Debout le roman-photo !

Alors qu’a priori rien ne le prédis­po­sait à une telle malé­dic­tion, le roman-photo se trouve dans une impasse. On aurait pu penser le terreau favo­rable : grand pays de bande dessi­née, grand pays du cinéma, la France aurait pu être grand pays de roman-photo. Pourquoi ce rendez-vous manqué ?

Extrait :

Dans une société où la surpro­duc­tion est une branche fragile à laquelle l’in­dus­trie s’ac­croche pour ne pas voir le vide sous ses pieds, la frange artis­tique se trouve ense­ve­lie sous l’ava­lanche des produits de diver­tis­se­ment : si les dicta­tures brûlent les livres, nos démo­cra­ties les noient.1

Cette situa­tion n’est pas réjouis­sante, bien sûr, et les oiseaux de mauvais augure auront tôt fait de dire que l’em­bal­le­ment dans lequel se trouve l’in­dus­trie va proba­ble­ment abou­tir à son effon­dre­ment.
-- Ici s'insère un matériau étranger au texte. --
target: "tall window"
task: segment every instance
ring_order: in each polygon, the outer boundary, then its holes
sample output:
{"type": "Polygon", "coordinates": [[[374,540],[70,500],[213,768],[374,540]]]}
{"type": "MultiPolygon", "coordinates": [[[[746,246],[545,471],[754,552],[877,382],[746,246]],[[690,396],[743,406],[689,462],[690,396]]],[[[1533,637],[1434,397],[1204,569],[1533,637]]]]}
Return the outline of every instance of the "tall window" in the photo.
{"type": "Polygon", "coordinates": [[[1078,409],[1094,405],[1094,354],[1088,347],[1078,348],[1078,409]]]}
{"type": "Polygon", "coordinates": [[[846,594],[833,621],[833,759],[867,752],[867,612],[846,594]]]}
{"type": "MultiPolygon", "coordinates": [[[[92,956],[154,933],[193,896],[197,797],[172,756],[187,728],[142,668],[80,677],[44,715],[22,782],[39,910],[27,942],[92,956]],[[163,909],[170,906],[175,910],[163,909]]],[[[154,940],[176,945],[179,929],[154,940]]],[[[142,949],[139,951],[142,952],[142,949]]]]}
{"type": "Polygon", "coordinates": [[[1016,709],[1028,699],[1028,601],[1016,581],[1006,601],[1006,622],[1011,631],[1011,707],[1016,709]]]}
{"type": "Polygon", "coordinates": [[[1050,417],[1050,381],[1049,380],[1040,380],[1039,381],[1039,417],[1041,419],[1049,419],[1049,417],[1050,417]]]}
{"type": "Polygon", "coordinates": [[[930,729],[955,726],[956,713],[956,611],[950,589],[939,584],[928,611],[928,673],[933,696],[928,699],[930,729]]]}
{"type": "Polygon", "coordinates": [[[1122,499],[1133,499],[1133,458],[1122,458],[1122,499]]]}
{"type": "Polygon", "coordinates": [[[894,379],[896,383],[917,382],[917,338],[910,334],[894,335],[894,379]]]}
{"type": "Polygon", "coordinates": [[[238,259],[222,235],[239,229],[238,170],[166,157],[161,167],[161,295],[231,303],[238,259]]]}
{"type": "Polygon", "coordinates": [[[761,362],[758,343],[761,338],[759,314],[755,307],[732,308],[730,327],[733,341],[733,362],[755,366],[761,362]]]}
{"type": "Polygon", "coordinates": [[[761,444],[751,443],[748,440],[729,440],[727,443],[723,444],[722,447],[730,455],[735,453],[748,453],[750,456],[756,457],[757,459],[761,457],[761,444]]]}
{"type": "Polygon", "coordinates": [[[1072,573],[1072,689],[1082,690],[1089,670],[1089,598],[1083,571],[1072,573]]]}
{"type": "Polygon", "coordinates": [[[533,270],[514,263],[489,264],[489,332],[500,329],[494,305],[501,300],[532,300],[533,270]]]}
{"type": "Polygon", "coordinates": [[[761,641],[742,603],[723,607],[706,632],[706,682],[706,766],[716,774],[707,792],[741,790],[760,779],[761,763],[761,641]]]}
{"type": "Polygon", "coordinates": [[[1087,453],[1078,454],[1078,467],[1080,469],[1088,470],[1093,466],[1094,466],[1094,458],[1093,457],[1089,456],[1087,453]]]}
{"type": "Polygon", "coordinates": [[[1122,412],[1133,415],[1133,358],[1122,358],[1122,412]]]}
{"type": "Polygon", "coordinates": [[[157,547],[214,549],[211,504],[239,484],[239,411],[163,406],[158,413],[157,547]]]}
Pour­tant, pour détes­table que soit ce système, on peut tout de même déplo­rer que le roman-photo en soit exclu. Toutes géné­ra­tions confon­dues, on n’ar­rive pas à dix artistes, le compte n’y est pas, les auteurs ont jeté l’éponge. Qui a envie de pratiquer un moyen d’ex­pres­sion noyé dans l’eau de rose ? Personne. Le roman-photo est un cas d’école : c’est à ma connais­sance le seul moyen d’ex­pres­sion qui a été anéanti par son utili­sa­tion dévoyée au seul diver­tis­se­ment pur, sans autre but que de « détour­ner de l’es­sen­tiel », pas même un petit saupou­drage artis­tique ni un alibi éduca­tif, rien.

Il n’y a pas survécu.

L’en­cé­pha­lo­gramme plat du roman-photo est-il syno­nyme de mort abso­lue ? Évidem­ment non, un moyen d’ex­pres­sion ne meurt pas, il attend son heure.